Il ne s’agit pourtant pas de ressasser, mais plutôt de construire la cohérence d’un vaste ensemble – plus de quatre-vingts titres peuplent sa bibliographie, et chacun y est à sa place, comme le détail d’un tableau qui embrasse notre monde, avec ses zones d’ombre.
Dans Le banquet des affamés, Daeninckx imagine l’autoportrait de Maxime Lisbonne, personnage haut en couleurs mû par un idéal révolutionnaire autant que par le goût du spectacle.

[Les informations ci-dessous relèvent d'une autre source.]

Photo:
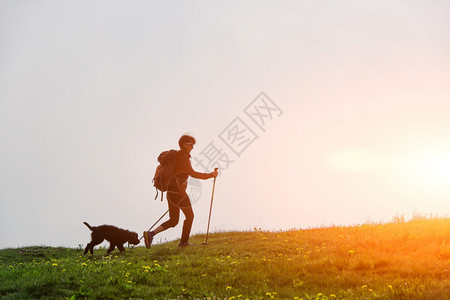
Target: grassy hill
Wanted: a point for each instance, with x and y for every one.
(399, 260)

Né en 1839 et mort en 1905, il a été militaire, forçat, directeur de théâtres, colonel de la Commune, condamné à mort, déporté en Nouvelle-Calédonie, ami de Louise Michel, puis journaliste et à nouveau homme de théâtre après l’amnistie. Il a inventé l’équivalent des restos du cœur (d’où le titre du livre), il s’est battu toute sa vie pour ses idées et pour faire partager ses plaisirs, il s’est souvent attaqué de front à plus fort que lui.
Son existence était déjà un roman, il n’était pas nécessaire d’intégrer de nouvelles péripéties au milieu de celles qu’il a accumulées tout au long de sa vie. Il fallait, en revanche, leur donner la forme adéquate. L’autobiographie permet à Lisbonne d’insister sur ses convictions et la manière dont il les met en pratique. Il s’enthousiasme pour ses réalisations, incapable de calmer le jeu au moment où cela deviendrait raisonnable. Mais il est le contraire d’un homme raisonnable, heureusement pour le romancier. Et pour nous.